Variable Example Description
apiCPU 2 CPU value for API ECS container (Cores)
apiMemory 4 Memory value for API ECS container (GB)
coreCPU 2 CPU value for Core ECS container (Cores)
coreMemory 4 Memory value for Core ECS container (GB)
agentCPU 1 CPU value for Agent ECS container (Cores)
agentMemory 2 Memory value for Agent ECS container (GB)

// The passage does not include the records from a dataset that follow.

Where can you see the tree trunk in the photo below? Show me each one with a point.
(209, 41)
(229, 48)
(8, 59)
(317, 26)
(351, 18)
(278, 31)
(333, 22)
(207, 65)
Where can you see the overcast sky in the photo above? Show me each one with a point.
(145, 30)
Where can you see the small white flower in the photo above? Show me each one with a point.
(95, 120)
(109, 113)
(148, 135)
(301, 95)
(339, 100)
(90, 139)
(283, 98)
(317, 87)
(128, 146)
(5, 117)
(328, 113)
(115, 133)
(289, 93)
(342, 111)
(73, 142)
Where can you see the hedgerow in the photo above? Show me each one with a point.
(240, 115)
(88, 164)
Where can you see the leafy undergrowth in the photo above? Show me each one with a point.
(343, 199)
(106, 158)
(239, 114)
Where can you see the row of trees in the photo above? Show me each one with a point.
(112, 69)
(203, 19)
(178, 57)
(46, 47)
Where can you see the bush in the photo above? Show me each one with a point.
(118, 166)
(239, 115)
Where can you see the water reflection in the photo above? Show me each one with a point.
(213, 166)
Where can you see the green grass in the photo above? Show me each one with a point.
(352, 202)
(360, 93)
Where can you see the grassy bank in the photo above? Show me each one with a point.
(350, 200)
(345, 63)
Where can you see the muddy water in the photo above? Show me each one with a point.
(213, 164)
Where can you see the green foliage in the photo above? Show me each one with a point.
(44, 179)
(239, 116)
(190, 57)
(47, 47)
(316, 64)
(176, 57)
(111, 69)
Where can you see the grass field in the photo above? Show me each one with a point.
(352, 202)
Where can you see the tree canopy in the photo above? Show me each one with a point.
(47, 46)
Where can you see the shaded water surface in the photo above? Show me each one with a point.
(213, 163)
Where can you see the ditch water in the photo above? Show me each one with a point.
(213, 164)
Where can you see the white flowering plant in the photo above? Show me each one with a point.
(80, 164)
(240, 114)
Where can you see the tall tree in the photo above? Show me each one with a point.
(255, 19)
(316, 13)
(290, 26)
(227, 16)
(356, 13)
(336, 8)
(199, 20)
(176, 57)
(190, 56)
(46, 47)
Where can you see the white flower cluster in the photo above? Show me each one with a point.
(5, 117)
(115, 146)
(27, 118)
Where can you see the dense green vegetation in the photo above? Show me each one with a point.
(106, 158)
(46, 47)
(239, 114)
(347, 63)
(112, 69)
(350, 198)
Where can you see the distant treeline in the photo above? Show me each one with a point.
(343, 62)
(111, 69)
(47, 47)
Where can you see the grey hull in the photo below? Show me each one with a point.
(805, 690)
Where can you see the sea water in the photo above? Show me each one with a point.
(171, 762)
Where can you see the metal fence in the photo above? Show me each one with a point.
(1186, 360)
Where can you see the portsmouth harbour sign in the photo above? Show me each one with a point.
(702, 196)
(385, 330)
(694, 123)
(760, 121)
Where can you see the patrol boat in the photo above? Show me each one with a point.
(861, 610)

If running a non-public facing deployment - these variables will need to be added:

Variable Example Description
publicFacing no Triggers the infrastructure to deploy non-public facing resources

SSL Certificate Contents

The "cert" variable will need the SSL certificate contents in Base 64 encoding, so it can be saved as a text variable. To do this, you will need to download the certificate in .pfx format. If the certificate isn't already in .pfx format, make sure that private key for the certificate is on hand so the certificate can be easily converted to pfx. Once the certificate is downloaded, run these two commands in Windows Powershell (change the values in the first line to point to the pfx file on your local system):

$fileContentBytes = get-content 'C:\\.pfx' -Encoding Byte

[System.Convert]::ToBase64String($fileContentBytes) | Out-File 'pfx-encoded-bytes.txt'

Then, open pfx-encoded-bytes.txt and save the contents of the file into the "cert" variable in Terraform. If the certificate is password protected, add the "certPassword" variable to Terraform and use the certificate password as the value.


Next Steps

Once all of the prerequisites are complete, and the variables have been figured out, navigate to the Performing the Deployment guide to begin deploying DataForge resources.


Verify the deployment

Once DataForge is up and running, the Data Integration Example in the Getting Started Guide can be followed to verify that the full DataForge stack is working correctly.